Maybe a trip to Stratford? A lot of kids start getting into Shakespeare at that age. Every year in US schools they have to read Shakespeare. Freshmen have finished Romeo and Juliet, and in Sophomore year they cover Julius Caesar. So she'll be able to write about the visit and have a context for it.

I know that the Harry Potter tour in Oxford might be of note. She's at the age where she grew up with HP and although she may seem to be too old, it might be really fun for her. Plus, lots of kids.

When we went to the Tate modern we were up to our necks in kids. Everywhere they were!

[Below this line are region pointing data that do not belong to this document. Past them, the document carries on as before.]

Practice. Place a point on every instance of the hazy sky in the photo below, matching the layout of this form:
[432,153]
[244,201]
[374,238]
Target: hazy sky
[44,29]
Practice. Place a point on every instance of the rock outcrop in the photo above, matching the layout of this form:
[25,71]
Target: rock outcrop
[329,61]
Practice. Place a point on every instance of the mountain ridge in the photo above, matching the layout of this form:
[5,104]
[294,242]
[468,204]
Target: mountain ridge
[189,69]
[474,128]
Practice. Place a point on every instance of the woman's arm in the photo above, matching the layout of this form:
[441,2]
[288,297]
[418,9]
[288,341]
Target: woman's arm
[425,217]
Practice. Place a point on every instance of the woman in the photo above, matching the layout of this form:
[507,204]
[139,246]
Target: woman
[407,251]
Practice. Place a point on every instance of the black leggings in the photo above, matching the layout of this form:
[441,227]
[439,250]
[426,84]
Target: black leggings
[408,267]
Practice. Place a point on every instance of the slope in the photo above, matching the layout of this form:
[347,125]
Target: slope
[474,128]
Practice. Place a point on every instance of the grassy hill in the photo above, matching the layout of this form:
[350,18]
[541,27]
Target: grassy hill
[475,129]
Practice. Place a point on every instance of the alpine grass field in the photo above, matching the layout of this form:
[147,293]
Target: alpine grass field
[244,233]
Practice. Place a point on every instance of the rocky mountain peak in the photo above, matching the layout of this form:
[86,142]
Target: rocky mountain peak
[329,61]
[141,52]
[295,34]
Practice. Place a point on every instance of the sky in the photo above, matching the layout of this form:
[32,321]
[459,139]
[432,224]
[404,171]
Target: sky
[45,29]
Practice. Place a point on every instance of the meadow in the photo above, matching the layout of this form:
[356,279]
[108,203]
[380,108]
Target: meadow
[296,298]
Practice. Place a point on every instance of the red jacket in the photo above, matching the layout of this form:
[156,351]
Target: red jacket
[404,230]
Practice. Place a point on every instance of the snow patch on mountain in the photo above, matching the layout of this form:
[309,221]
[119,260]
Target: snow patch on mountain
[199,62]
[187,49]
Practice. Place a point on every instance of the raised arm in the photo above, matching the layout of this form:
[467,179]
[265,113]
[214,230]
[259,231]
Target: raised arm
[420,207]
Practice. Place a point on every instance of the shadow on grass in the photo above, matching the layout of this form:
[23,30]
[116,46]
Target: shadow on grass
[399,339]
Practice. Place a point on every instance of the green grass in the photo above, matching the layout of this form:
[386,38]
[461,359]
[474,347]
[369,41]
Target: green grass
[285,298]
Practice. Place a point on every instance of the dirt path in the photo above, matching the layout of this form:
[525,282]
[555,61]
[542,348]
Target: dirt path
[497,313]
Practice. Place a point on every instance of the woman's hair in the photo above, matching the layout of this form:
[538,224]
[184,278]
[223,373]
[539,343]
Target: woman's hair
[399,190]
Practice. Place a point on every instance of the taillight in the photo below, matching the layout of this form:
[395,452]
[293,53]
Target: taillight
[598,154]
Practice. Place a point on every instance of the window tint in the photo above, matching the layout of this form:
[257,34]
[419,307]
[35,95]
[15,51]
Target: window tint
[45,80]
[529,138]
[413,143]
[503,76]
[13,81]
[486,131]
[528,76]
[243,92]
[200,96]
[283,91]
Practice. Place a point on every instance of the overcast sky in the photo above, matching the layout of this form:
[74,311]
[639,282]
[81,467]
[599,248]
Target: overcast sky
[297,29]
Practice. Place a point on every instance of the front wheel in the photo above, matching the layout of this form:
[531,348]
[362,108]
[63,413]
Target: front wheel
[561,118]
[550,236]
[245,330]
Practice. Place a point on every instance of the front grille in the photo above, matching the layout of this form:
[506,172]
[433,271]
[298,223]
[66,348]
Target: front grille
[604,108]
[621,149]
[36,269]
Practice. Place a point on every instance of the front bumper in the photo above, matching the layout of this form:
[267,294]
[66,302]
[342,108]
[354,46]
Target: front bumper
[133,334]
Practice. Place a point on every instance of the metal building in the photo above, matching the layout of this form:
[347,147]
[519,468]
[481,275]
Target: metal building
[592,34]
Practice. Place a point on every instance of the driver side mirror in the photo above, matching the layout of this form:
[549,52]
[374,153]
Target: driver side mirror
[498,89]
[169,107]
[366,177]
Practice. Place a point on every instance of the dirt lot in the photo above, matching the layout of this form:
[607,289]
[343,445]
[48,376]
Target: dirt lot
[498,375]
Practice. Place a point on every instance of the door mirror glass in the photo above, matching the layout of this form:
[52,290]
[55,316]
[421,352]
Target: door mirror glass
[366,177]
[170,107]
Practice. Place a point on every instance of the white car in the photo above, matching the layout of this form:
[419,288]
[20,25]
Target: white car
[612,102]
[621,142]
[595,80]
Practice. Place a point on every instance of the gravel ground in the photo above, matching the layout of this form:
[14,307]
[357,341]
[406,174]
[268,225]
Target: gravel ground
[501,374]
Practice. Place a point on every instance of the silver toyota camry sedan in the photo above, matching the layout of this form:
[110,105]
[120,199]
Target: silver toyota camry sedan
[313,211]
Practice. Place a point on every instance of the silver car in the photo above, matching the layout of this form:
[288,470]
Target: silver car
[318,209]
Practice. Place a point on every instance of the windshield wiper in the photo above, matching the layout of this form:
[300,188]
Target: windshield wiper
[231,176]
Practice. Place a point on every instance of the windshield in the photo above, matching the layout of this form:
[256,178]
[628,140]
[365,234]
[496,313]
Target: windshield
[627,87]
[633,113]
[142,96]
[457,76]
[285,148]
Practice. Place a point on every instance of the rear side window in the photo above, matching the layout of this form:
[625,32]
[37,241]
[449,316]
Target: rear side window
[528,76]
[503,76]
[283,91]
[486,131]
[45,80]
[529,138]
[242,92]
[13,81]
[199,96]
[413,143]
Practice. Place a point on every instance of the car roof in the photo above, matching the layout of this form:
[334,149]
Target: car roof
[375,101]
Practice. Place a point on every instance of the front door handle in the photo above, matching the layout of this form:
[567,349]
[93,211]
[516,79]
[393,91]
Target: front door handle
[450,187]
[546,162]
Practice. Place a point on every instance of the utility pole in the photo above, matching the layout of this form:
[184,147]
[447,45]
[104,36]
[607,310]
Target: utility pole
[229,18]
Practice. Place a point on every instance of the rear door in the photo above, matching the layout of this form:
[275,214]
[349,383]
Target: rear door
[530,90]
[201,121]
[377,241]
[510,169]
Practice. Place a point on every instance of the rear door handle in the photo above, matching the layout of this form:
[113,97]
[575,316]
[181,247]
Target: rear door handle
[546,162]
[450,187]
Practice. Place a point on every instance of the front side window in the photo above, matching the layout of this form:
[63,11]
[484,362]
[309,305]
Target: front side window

As you can tell, I'm pretty enthusiastic about London and England.
posted by Ruthless Bunny at 6:20 AM on January 26, 2015

Oh! Theater. You must do a live show!

Autentatious looks like fun! And if you go to Bath, it fits in. If I'm reading the site correctly it's affordable too!
posted by Ruthless Bunny at 6:26 AM on January 26, 2015

Response by poster: All great ideas Ruthless Bunny, thanks! I should have been more explicit that I'm asking about organized group activities my niece she can sign up for. Things like workshops, short courses at cultural institutions, archaeological investigations along the river, etc. But fun and cool!
posted by theory at 6:43 AM on January 26, 2015

Students in the UK get a 6-week summer vacation, so the kinds of week-long activities your niece is asking about will not be available as students are still in school until mid-July. Fire Tech has courses just over weekends, though, and they do photography, game design, and digital music -- so call them to find out what's going on in June. There are also various weekend events around art, coding and crafting in her age group at museums and workshops like Tea & Crafting all over town, but they are unlikely to be scheduled yet at most places.
posted by DarlingBri at 6:45 AM on January 26, 2015

likes to acquire new languages and learn about different cultures

I was wandering around London just a few months ago and I found it really cool just to walk down the south end of Edgware Road, where half of the signs on the street are in Arabic, see all the shisha cafes, poke around a Lebanese bakery.
posted by XMLicious at 7:55 AM on January 26, 2015 [2 favorites]

I would think classes. There are so many cool one-off classes in London -- trapeeze, sewing for teens, printmaking, one-day ballet intensives etc. And lots are just for teens. Just google around. There doesn't have to be anything specifically English about the class, but by being with ordinary English people/teens, she'd get a lot of out of it culturally. I would have loved a teen photography course at that age . . .
posted by caoimhe at 2:47 PM on January 26, 2015 [1 favorite]

Okay, clearly didn't preview and see that this had already been said! But since London is so massive, it might be worth just googling stuff around your area (or see what's on in museums, etc.) -- there is just a class for everyone and everything in the city. Yay!
posted by caoimhe at 2:48 PM on January 26, 2015

Not teen-specific, but a lot of London museums do regular late-night openings with themed events (see here for a list - this might not be up-to-date but it gives you an idea of what's out there).

Also, The Wellcome Collection, near Euston, always has quirky and interactive exhibitions.